To derive $(5)$ we have used that

$$g(0) = 1, g(1) = \frac{7}{12}\tag{6}$$

Checking $f_{s}(1)=0$:

The second factor in $f_{s}(a)$ vanishes because

$$\sum _{n=-1}^{a-1} \frac{1-g(n+1)}{\prod _{m=0}^n g(m+1)}=\left(\frac{1-g(n+1)}{\prod _{m=0}^n g(m+1)}\text{/.}\, n\to -1\right)+\left(\frac{1-g(n+1)}{\prod _{m=0}^n g(m+1)}\text{/.}\, n\to 0\right)=0+\frac{5}{7}$$

Checking $f_{s}(2) = \frac{125}{216}$: OK

In fact from the original recusion $(0)$ we get

$$f(2)=\frac{1}{6} \left(-\frac{1}{36} 41 (1-f(1))+\frac{7}{18} (f(1)-1)+f(1)+5\right)\text{/.}\, f(1)\to 0=\frac{125}{216}$$

which conincides with $f_{s}(2)$.

Discussion

As noticed in the solution of Jean-Claude Arbaut my formula $(5a)$ can be transformed into this much simpler expression:

$$f(a) = 1 - \prod_{k=2}^{a} g(k)\tag{5b}$$

Noticing also that we can write

$$g(k) = \frac{1}{6^{k+1}} H_6^{(-k)}\tag{5c}$$

where $H_n^{(m)}$ is the harmonic number of order $m$ we get from $(5b)$ that

$$f(a) = 1-6^{\frac{1}{2} \left(-a^2-3 a+4\right)} \prod _{k=2}^a H_6^{(-k)}\tag{5d}$$

so that $f$ is expressed in terms of known (but higher trancendental) functions.

Answer 2

Let's call $\varphi(k)=6^{-k-2} \left(1+2^{k+1}+2^{2 k+2}+3^{k+1}+5^{k+1}+6^{k+1}\right)$

and $\gamma(h)=6^{-h-2} \left(1+2^{h+1}+2^{2 h+2}+3^{h+1}+5^{h+1}-5\ 6^{h+1}\right)$

Then we have

$$f(a)= \left(\prod _{k=1}^{a-1} \varphi(k)\right) \sum _{h=0}^{a-1} \left(-\frac{\gamma(h)}{\prod _{k=1}^h \varphi(k)}\right)-\frac{5}{12} \prod _{k=1}^{a-1} \varphi(k)$$

first values are $$\left(0,\frac{125}{216},\frac{26645}{31104},\frac{231720479}{241864704},\frac{3720223313533}{3761479876608},\ldots\right)$$

Answer 3

Your recurrence can be written, with $v(a)=1-f(a)$,

$$v(a)=v(a-1)\frac16\sum_{i=1}^6\left(\frac{i}{6}\right)^a$$

And $v(1)=1$.

This leads immediately to:

$$f(a)=1-\frac{1}{6^{a-1}}\prod_{k=2}^{a}\left[\left(\frac{1}{6}\right)^{k} +\left(\frac{2}{6}\right)^{k}+\left(\frac{3}{6}\right)^{k}+\left(\frac{4}{6}\right)^{k}+\left(\frac{5}{6}\right)^{k}+\left(\frac{6}{6}\right)^{k} \right]$$

Not sure it qualifies as a "closed form", but I suspect you can't do much better.

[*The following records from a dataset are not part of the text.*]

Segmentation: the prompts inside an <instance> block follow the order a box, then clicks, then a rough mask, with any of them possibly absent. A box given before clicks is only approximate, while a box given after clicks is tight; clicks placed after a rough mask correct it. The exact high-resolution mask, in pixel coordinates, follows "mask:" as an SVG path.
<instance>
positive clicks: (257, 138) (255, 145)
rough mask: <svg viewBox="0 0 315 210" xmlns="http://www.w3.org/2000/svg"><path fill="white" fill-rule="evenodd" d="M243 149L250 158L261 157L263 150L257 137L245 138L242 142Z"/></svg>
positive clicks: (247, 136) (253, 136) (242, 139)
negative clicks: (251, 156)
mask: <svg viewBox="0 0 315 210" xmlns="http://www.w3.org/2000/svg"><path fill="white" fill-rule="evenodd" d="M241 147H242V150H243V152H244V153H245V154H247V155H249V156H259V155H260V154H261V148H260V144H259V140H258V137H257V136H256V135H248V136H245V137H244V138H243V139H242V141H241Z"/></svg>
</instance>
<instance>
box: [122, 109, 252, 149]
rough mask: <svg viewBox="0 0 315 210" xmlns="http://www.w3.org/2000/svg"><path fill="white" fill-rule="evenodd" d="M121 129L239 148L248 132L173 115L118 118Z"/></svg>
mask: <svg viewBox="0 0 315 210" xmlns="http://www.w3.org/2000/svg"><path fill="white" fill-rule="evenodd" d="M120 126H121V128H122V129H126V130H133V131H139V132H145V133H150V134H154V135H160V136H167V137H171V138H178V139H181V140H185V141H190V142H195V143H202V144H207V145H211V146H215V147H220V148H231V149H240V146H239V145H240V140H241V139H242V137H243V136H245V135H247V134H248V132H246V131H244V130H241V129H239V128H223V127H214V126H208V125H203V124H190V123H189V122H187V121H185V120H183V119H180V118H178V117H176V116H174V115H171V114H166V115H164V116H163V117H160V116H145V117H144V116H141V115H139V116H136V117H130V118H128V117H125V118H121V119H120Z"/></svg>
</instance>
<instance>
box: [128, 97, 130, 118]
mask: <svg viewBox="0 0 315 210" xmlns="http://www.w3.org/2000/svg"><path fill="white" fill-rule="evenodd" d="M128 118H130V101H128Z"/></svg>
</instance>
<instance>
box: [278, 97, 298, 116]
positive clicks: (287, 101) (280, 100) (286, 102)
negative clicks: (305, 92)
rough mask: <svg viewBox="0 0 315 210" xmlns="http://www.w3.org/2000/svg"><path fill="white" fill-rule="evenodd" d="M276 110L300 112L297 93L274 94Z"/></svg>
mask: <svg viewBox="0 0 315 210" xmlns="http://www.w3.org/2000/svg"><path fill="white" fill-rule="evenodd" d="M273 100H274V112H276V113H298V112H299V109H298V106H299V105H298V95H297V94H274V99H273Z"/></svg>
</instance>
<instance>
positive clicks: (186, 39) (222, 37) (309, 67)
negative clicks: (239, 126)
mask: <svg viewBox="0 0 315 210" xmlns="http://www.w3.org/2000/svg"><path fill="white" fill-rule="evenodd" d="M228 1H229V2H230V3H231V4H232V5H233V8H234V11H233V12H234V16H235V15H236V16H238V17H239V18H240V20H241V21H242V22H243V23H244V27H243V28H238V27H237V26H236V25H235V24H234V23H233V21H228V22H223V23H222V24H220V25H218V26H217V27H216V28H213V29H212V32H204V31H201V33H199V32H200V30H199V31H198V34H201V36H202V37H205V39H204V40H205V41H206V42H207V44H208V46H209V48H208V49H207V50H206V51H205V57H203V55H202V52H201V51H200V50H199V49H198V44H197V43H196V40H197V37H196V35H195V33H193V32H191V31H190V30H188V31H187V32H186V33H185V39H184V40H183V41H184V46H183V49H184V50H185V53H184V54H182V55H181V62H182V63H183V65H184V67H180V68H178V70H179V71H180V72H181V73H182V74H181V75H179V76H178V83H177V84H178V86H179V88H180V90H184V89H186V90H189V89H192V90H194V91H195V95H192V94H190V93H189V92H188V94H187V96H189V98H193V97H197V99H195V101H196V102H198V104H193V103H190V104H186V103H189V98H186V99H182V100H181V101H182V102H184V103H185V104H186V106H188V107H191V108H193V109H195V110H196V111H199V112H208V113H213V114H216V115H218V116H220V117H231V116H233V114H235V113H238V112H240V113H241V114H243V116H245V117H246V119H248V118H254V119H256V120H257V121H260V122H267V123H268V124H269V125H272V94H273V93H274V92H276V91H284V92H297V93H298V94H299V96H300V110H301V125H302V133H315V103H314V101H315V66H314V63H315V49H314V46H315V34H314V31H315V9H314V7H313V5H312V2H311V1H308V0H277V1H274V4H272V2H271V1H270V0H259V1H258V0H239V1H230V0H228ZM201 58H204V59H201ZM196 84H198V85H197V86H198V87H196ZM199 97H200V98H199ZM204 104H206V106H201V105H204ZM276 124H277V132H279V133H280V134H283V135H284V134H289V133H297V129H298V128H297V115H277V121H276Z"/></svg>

If the problem is performance, notice that you can improve it very much by keeping all preceding values of $f(a)$ in memory. Then computing the next one simply requires applying your recurrence, which is not difficult to compute. Notice also that $f(a)$ converges to $1$ linearly.